VVS submitted articles to the newspapers frequently and held public meetings in Sedona, Camp Verde, and Cottonwood. Local resident, Lois Thompson, wrote weekly columns on typical cases of domestic violence based on her work for a California shelter. “We were so grateful for the support of the local newspapers. These articles and meetings were opportunities to explain the need for a regional domestic violence shelter,” Anne shared. They also held a 1996 Winter Symposium on Family Violence, bringing professionals and community members together from across the nation and the Verde Valley.
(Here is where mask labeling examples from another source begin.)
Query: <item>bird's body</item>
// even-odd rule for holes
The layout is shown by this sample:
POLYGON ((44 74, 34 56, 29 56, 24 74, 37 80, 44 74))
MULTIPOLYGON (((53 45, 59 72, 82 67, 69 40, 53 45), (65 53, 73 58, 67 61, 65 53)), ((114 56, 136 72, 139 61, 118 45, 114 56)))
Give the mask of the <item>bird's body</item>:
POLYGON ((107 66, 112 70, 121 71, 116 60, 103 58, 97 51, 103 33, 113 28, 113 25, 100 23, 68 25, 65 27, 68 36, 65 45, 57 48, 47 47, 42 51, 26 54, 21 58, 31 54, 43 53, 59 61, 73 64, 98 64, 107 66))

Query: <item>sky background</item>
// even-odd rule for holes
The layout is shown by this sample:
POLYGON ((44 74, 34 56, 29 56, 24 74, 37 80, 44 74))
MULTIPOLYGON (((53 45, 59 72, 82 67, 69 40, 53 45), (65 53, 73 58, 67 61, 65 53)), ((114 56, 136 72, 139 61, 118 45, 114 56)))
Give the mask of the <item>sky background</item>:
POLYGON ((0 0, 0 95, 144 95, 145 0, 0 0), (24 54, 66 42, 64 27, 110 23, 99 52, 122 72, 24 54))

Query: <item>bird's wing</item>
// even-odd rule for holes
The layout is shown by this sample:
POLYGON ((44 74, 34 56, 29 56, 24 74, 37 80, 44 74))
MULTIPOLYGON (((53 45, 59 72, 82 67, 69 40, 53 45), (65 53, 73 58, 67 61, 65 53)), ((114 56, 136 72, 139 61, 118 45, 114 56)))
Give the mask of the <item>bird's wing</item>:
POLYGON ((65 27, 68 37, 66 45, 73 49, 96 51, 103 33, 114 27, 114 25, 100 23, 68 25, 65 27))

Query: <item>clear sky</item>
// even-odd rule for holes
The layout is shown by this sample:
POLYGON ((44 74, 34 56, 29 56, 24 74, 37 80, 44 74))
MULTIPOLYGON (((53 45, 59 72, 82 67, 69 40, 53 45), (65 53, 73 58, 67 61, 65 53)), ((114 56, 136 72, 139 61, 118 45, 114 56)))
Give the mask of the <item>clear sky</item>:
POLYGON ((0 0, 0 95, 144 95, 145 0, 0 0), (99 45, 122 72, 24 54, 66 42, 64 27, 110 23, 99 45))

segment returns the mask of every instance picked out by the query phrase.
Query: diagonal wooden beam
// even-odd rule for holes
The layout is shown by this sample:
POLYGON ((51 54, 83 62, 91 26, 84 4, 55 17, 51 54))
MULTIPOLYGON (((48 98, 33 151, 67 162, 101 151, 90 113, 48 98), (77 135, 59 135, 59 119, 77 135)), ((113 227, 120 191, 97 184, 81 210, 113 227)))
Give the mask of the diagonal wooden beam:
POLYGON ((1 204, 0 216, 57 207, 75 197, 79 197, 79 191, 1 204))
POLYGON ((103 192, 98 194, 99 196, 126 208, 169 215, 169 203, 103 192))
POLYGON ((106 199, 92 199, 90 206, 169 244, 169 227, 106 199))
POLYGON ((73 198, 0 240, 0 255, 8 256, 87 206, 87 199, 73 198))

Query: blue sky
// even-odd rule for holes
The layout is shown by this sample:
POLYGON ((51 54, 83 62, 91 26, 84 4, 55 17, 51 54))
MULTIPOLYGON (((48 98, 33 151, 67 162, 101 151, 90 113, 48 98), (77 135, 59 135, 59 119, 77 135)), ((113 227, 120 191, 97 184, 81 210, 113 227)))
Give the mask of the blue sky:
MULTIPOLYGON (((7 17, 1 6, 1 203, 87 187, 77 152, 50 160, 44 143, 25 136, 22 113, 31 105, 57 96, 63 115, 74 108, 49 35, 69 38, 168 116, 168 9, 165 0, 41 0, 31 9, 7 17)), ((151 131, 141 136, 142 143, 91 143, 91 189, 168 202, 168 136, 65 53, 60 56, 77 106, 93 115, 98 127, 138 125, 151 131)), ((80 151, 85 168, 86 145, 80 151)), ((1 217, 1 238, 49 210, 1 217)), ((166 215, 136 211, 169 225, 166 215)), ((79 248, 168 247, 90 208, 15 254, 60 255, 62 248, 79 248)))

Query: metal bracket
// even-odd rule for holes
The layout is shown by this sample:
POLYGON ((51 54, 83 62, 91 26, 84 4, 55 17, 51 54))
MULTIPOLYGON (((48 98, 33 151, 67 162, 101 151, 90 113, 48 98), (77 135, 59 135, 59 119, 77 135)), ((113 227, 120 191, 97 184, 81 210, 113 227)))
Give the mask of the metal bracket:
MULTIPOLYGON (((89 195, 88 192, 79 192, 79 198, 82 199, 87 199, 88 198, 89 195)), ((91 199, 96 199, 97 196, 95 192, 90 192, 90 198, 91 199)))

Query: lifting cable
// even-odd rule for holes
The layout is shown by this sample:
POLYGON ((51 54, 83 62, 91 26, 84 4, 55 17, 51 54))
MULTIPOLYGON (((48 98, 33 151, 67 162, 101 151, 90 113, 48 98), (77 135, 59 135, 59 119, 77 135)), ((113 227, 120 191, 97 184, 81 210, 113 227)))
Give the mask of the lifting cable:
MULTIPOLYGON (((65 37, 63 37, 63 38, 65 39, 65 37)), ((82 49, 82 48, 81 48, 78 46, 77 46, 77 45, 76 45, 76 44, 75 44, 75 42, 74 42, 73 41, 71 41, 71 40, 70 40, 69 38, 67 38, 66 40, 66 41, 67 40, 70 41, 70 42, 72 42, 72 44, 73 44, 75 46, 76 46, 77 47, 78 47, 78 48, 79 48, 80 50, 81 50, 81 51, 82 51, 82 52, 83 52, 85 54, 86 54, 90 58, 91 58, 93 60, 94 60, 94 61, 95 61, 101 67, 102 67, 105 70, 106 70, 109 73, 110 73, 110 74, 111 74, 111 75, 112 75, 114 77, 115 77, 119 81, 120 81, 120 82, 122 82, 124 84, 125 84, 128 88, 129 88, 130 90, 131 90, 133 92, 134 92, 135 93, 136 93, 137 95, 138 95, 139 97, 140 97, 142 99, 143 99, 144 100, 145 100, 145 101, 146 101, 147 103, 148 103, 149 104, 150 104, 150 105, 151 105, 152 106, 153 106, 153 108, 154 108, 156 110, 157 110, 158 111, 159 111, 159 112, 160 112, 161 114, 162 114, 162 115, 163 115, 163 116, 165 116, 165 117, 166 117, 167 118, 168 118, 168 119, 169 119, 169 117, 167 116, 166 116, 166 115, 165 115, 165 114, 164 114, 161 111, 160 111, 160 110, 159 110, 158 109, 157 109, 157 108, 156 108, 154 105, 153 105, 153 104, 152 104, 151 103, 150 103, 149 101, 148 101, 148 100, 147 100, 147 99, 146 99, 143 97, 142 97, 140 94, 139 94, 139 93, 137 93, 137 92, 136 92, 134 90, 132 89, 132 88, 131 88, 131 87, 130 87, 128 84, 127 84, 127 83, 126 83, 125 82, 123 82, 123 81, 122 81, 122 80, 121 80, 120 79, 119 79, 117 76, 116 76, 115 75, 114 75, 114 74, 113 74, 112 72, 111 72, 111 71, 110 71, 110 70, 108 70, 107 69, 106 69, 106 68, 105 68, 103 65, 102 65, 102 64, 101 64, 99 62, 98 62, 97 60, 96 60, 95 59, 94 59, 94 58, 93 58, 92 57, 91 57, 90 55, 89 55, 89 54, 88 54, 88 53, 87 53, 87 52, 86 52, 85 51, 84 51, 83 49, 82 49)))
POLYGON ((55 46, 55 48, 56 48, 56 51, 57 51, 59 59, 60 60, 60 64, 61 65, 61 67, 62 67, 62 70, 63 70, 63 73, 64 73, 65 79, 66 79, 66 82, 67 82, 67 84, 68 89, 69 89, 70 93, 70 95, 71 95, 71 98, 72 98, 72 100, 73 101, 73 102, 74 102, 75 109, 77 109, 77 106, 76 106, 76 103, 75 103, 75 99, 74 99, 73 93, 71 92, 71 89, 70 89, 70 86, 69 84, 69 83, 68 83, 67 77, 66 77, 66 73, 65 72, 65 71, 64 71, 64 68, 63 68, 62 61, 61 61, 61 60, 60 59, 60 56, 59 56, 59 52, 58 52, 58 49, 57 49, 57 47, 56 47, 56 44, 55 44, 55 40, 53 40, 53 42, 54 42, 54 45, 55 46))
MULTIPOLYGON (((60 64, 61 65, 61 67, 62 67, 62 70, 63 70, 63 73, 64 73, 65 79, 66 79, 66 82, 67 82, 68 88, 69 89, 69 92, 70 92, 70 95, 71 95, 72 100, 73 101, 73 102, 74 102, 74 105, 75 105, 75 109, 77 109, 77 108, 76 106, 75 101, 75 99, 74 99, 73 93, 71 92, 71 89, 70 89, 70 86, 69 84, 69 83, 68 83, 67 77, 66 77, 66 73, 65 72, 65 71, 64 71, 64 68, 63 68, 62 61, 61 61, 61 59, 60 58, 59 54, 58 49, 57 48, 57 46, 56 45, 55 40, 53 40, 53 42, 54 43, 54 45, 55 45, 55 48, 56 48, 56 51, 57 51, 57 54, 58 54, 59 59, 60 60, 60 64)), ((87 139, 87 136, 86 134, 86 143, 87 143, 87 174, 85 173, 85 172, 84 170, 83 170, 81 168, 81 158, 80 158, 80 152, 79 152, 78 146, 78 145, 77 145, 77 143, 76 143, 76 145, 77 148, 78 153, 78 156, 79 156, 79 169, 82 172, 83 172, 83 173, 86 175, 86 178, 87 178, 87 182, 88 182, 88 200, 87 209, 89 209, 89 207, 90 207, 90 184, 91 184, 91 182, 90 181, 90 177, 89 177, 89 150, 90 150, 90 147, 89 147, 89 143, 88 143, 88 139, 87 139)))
After so many urgent calls to our volunteers following a high-profile celebrity murder, the men of the board searched with realtors and rented a double-wide mobile home with four bedrooms and two bathrooms; one bedroom was for a house manager. Local women were fearing for their lives and the lives of their children as they watched the drama on TV. Even the rented mobile home had damages due to prior domestic violence within the home. As Anne shared “We transformed this home from a house of hell to a house of healing.” Anne and supporters blessed this shelter, prayed over the land, and buried healing crystals on the property. Native American women performed ceremonies and special blessings. Anne was asked by the board to become the first Executive Director. They hired additional staff for $5 per hour; some were Ph.D. level counselors wanting to get experience working at a domestic violence shelter. The Shelter provided safe refuge for up to 60 days.

Anne’s hopes and dreams for the Sanctuary were to give every level of support to the survivors, so that they would not return to the abusers. She wanted each woman to get a good job, affordable housing, quality childcare, and ample support to maintain their personal security and well-being. Anne believes that we are on this planet to serve. She knew she was supposed to do this work. “Listening to the women and witnessing all they did to survive was a daily inspiration,” says Anne.